When the Clock Broke, by John Ganz
For this account of America in the 1990s, Ganz ditches the familiar narrative about a decade of relative peace and prosperity for a disturbing tale of populists, nativists and demagogues, who, acting on the margins of U.S. politics, helped shatter the post-Cold War consensus and usher in anti-democratic forces that plague the country today.
Bear, by Julia Phillips
Two working-class sisters struggle for happiness on a small island off the coast of Washington. Enter … an enormous bear.
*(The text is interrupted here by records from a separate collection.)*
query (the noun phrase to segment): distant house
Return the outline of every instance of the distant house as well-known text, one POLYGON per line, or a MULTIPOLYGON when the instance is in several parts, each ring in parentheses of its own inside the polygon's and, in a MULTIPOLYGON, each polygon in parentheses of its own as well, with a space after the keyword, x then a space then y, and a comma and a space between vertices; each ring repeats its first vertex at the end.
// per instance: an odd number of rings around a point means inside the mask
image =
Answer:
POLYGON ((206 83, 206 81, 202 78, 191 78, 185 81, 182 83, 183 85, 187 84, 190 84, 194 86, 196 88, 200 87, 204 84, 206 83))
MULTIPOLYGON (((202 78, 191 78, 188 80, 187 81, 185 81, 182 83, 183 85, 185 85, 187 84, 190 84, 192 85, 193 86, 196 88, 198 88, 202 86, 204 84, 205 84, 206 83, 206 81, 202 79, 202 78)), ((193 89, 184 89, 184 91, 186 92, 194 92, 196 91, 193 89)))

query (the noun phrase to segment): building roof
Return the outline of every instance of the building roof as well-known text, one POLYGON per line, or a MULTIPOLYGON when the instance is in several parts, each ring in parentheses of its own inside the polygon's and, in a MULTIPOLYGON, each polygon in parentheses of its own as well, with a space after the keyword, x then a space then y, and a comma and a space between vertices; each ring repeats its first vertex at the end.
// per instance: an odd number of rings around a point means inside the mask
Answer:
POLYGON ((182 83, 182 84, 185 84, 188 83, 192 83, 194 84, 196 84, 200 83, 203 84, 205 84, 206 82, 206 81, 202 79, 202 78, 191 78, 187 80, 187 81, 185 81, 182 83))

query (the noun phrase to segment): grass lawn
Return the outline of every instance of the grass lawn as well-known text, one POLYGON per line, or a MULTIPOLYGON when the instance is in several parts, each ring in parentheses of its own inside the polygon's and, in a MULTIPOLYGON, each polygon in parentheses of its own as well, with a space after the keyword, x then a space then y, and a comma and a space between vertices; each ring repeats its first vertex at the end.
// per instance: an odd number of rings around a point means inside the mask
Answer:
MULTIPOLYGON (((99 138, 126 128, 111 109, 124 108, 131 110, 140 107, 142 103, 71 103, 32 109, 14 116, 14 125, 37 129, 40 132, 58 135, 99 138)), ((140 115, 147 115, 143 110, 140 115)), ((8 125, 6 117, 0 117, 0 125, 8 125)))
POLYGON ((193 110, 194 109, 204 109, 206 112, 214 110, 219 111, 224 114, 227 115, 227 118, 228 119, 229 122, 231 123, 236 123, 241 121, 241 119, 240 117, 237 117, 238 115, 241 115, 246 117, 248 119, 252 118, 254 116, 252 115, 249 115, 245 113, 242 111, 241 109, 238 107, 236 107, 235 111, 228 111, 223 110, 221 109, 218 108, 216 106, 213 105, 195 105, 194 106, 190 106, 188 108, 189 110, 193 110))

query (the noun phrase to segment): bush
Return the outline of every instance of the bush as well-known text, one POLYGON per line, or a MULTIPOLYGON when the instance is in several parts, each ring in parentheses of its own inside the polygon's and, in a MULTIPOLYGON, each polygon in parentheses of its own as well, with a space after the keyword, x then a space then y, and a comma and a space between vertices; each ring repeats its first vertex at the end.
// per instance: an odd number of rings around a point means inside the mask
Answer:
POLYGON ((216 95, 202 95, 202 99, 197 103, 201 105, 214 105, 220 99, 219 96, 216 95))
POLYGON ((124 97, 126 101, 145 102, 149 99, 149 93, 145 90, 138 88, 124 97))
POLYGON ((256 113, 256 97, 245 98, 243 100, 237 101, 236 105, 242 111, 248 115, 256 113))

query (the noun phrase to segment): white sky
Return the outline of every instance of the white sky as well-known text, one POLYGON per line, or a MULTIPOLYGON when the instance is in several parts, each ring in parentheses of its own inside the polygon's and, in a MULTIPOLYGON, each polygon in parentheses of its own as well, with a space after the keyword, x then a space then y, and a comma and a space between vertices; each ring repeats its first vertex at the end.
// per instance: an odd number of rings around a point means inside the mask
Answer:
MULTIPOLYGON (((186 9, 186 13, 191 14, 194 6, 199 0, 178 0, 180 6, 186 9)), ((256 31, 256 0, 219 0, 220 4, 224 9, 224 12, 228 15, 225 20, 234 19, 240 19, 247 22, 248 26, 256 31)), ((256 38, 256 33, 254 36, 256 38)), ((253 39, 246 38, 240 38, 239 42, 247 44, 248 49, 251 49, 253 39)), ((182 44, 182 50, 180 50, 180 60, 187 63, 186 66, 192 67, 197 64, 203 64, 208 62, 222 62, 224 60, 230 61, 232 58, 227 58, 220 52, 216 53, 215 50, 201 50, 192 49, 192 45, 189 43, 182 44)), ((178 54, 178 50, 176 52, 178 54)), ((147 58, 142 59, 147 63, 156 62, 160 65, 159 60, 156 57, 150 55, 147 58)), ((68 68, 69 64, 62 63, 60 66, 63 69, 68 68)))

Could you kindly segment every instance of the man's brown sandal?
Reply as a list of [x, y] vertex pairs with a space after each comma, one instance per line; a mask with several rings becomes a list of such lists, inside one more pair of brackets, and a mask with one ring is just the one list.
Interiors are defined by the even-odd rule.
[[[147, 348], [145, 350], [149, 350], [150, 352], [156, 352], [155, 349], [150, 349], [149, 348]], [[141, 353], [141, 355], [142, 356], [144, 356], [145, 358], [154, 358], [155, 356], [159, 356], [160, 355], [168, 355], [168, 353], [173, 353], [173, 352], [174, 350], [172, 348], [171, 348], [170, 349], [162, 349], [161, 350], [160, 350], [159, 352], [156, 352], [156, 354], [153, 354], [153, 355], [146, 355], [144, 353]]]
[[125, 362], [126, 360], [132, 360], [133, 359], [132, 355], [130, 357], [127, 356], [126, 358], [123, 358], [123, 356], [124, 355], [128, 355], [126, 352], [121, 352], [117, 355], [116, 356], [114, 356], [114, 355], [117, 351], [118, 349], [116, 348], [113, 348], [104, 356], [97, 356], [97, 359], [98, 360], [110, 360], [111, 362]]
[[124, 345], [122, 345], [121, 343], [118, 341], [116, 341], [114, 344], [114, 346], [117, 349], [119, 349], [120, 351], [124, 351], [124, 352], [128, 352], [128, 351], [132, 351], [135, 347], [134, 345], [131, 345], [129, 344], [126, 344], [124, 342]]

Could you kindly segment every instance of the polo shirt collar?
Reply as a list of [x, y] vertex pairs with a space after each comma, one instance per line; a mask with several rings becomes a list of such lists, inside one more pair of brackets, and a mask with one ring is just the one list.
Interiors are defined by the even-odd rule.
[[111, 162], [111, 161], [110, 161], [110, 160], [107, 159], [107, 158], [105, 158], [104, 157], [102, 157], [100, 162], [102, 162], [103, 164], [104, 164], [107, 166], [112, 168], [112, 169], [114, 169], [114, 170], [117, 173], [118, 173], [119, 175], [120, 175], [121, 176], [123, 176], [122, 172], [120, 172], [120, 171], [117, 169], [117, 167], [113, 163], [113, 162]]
The author’s debut, “Disappearing Earth,” was a New York Times Best Book of 2019.
Cue the Sun!, by Emily Nussbaum
From “Queen for a Day” to “The Real World,” “Survivor” and “The Apprentice,” it’s all here in the New Yorker staff writer’s capacious look at the early history and explosive growth of reality TV — the pop-culture genre we love to hate, hate to love and just can’t quit.
Frostbite, by Nicola Twilley
The food and science writer travels the length of the cold chain, talking up the people who fill our shipping containers and cheese caves. She meets a frozen dumpling billionaire, explores “the largest concentrated juice-storage facility in North America” and even explains why being chilly really does encourage you to catch a cold.